Search resumes for missing plane of Cardiff striker Sala
Emiliano Sala is feared dead after two days of fruitless searches |
The light aircraft carrying the Argentine striker, who signed for Cardiff City at the weekend, disappeared from radar around 20 kilometres (12 miles) north of Guernsey on Monday night.
"We are commencing a coastal search," Guernsey police said on Twitter, noting a search plane was being deployed.
Multiple aircraft, including from Britain and France, and lifeboats were used on Tuesday and Wednesday.
"The water is very cold at the moment, the sea conditions are very rough out there, the wind is very strong," John Fitzgerald, chief officer of Channel Island Air Search, told AFP on Wednesday.
"I think even the most hardened person out there -- they'd have to be really tough to survive those conditions for the length of time that they'd been there."
Sala, who signed on Saturday from French club Nantes for a reported fee of 17 million euros ($19.3 million), was flying to Cardiff in a single-engine Piper PA-46 Malibu aircraft.
Britain's Air Accidents Investigation Branch (AAIB), which is probing the disappearance, said the plane was registered in the United States.
It has emerged the Argentine footballer expressed concerns about the jet on the flight, according to an audio message sent to friends and relatives.
"I'm on a plane that looks like it's going to fall apart," the 28-year-old said in a rambling WhatsApp audio message from on board.
- 'Floating objects' -
Two days of searches covering a swathe of the Channel around Guernsey -- which sits off the north coast of France -- led to sightings of "a number of floating objects in the water", police have previously said.
The Guernsey coastguard on Wednesday named the pilot, the only other person in the plane, as David Ibbotson.

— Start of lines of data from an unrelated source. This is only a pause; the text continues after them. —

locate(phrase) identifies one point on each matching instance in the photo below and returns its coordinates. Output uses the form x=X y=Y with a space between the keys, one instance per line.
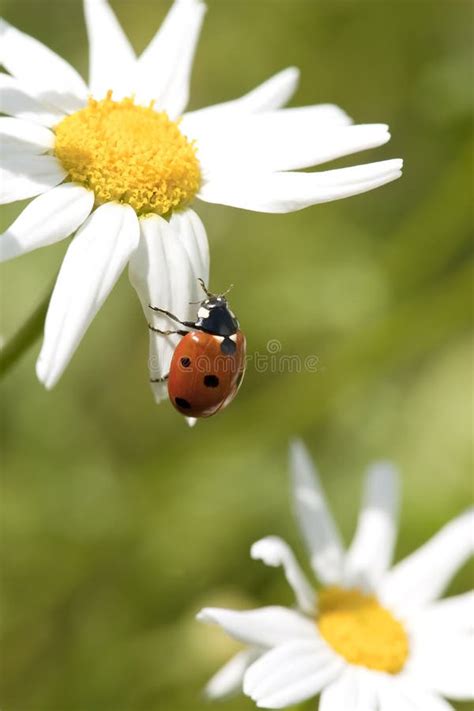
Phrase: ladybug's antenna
x=227 y=290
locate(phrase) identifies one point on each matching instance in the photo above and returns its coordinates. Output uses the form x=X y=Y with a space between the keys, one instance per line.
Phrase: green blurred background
x=118 y=521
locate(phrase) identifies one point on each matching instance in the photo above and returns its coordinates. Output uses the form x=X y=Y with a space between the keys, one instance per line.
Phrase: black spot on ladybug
x=182 y=403
x=228 y=347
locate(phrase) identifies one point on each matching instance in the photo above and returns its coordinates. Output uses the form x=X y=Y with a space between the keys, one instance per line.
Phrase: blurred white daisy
x=371 y=638
x=117 y=163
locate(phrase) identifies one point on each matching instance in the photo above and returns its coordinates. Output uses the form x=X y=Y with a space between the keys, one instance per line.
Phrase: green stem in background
x=24 y=338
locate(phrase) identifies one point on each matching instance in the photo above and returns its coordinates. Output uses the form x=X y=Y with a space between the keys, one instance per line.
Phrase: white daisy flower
x=118 y=163
x=371 y=638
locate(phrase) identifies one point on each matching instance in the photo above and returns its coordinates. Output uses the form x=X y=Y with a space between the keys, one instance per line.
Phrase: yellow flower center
x=362 y=631
x=130 y=154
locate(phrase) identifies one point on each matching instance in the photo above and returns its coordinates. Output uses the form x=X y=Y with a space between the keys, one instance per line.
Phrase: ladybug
x=208 y=363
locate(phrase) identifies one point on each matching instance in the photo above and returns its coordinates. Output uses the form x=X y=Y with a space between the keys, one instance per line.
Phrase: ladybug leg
x=163 y=379
x=189 y=324
x=166 y=333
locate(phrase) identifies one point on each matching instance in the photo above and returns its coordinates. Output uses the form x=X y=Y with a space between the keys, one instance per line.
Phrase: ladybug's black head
x=215 y=316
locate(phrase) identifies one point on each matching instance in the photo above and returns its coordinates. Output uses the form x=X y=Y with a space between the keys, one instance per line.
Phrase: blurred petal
x=274 y=551
x=16 y=100
x=352 y=691
x=94 y=261
x=272 y=94
x=287 y=192
x=24 y=136
x=229 y=678
x=397 y=693
x=441 y=660
x=452 y=614
x=47 y=219
x=264 y=627
x=164 y=68
x=291 y=673
x=314 y=517
x=111 y=57
x=46 y=74
x=164 y=271
x=24 y=176
x=423 y=575
x=371 y=550
x=284 y=140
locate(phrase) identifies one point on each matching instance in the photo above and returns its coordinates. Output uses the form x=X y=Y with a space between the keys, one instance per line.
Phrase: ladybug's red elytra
x=208 y=363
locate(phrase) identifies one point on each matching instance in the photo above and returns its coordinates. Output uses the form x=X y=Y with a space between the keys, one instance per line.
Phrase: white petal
x=191 y=234
x=442 y=662
x=371 y=551
x=453 y=614
x=352 y=691
x=164 y=68
x=23 y=176
x=229 y=678
x=164 y=271
x=111 y=57
x=272 y=94
x=24 y=136
x=274 y=551
x=284 y=140
x=397 y=693
x=291 y=673
x=314 y=517
x=265 y=627
x=47 y=219
x=16 y=100
x=287 y=192
x=50 y=77
x=423 y=575
x=94 y=261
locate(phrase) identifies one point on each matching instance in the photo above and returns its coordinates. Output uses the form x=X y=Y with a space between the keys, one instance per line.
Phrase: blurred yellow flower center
x=362 y=631
x=130 y=154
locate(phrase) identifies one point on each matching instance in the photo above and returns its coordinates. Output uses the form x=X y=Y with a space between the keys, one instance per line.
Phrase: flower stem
x=24 y=338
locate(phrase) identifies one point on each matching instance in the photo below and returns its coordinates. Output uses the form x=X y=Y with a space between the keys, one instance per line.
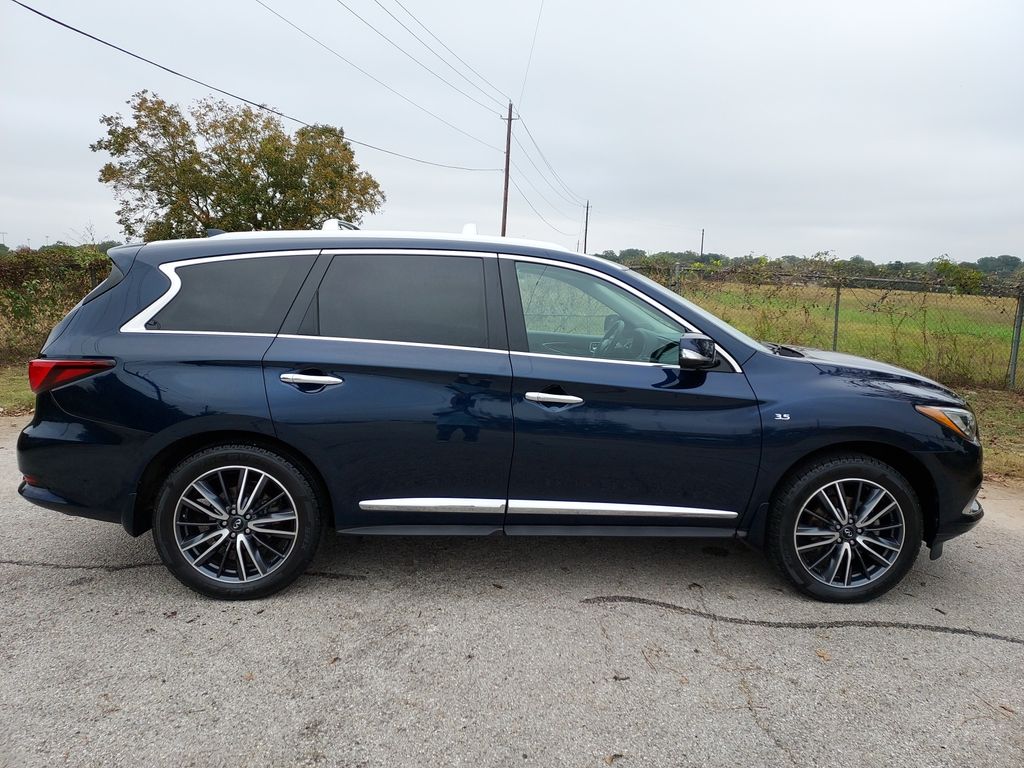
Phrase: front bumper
x=949 y=528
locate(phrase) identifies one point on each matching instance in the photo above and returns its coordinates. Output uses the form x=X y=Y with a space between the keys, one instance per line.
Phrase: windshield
x=702 y=315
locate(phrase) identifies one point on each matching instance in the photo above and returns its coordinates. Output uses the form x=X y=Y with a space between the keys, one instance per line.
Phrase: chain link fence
x=925 y=326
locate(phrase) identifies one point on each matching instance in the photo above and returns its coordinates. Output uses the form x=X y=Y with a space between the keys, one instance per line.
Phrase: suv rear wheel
x=237 y=521
x=845 y=528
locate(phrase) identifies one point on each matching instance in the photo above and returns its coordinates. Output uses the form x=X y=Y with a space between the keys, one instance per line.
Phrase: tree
x=226 y=167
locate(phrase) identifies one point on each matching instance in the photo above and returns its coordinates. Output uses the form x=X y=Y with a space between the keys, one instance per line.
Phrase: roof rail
x=338 y=224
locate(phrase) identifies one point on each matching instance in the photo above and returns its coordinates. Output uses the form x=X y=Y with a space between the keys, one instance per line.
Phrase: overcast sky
x=893 y=129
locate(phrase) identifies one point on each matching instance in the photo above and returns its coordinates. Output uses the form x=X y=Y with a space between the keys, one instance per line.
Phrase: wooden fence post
x=836 y=317
x=1015 y=345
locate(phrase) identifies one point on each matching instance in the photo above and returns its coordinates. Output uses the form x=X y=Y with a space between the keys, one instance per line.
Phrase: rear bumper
x=79 y=468
x=48 y=500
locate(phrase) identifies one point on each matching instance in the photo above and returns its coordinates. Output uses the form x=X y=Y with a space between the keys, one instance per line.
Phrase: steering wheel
x=611 y=338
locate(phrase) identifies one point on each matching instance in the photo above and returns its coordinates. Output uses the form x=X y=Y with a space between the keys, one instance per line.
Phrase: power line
x=236 y=96
x=438 y=55
x=529 y=60
x=548 y=163
x=465 y=64
x=539 y=214
x=541 y=173
x=553 y=207
x=449 y=83
x=381 y=83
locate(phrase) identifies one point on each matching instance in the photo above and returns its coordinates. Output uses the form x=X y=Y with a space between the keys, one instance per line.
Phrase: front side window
x=573 y=313
x=423 y=299
x=236 y=295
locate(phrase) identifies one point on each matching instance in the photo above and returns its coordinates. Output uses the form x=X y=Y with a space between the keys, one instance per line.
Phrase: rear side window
x=425 y=299
x=244 y=295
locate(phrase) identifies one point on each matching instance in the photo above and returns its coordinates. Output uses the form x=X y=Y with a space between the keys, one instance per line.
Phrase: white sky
x=894 y=130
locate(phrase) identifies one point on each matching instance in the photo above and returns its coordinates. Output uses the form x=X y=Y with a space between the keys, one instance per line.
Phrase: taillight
x=46 y=374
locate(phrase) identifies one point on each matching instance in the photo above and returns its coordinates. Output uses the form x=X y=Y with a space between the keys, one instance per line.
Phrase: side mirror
x=696 y=352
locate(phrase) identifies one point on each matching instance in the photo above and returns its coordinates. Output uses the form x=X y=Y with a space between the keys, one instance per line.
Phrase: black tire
x=838 y=476
x=284 y=546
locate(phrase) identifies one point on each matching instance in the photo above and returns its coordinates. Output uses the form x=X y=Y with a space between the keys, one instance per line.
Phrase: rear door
x=394 y=377
x=610 y=433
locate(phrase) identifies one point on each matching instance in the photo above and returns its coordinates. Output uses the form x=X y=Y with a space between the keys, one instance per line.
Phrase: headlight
x=958 y=420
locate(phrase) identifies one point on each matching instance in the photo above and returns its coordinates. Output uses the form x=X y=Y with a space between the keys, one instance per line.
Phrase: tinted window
x=426 y=299
x=246 y=295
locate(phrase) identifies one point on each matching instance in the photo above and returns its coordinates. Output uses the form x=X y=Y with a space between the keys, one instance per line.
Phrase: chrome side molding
x=540 y=507
x=471 y=506
x=526 y=507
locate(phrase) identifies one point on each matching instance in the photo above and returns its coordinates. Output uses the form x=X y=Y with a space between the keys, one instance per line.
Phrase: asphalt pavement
x=503 y=652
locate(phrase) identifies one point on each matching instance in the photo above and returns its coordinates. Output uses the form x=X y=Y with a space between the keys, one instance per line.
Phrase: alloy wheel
x=849 y=532
x=236 y=524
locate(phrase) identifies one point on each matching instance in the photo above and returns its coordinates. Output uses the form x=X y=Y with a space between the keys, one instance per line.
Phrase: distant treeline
x=1004 y=266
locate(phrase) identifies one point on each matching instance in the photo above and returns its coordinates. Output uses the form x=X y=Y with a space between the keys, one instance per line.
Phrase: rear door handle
x=546 y=398
x=311 y=380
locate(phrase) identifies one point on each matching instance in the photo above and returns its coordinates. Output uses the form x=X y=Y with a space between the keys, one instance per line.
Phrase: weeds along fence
x=37 y=289
x=922 y=325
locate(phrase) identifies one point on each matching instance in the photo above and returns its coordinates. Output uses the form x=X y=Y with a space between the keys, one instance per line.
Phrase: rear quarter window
x=236 y=295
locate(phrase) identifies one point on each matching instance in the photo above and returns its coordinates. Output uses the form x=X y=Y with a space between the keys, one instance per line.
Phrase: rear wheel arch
x=902 y=461
x=161 y=465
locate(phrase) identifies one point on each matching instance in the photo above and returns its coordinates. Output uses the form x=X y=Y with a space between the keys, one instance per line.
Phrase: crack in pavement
x=69 y=566
x=839 y=624
x=131 y=566
x=744 y=683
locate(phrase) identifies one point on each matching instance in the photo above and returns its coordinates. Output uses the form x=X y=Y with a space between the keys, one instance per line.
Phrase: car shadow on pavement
x=587 y=563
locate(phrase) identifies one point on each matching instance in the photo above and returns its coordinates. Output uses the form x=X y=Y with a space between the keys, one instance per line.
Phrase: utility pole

British media said he was a 60-year-old married father of three and lived in Scunthorpe in northern England.
Nantes fans held a vigil in the French city in support of Sala on Tuesday |
"I can say to you categorically that the plane had nothing to do with Cardiff City," he responded Wednesday.
Dalman said the club had offered to pay for his flight but Sala had "made his own arrangements".
"I can't tell you who arranged the flight because I don't know."
In Sala's Argentine hometown of Progreso, his father Horacio told the press on Tuesday that as "the hours go by and I don't know anything, it makes me fear the worst".
The striker, who had been at Nantes since 2015 and had scored 13 goals in all competitions this season, had signed a three-and-a-half-year contract with relegation-threatened Cardiff subject to receiving international clearance.
The club called off Tuesday's training session, and stunned supporters laid flowers and scarves outside the club's stadium.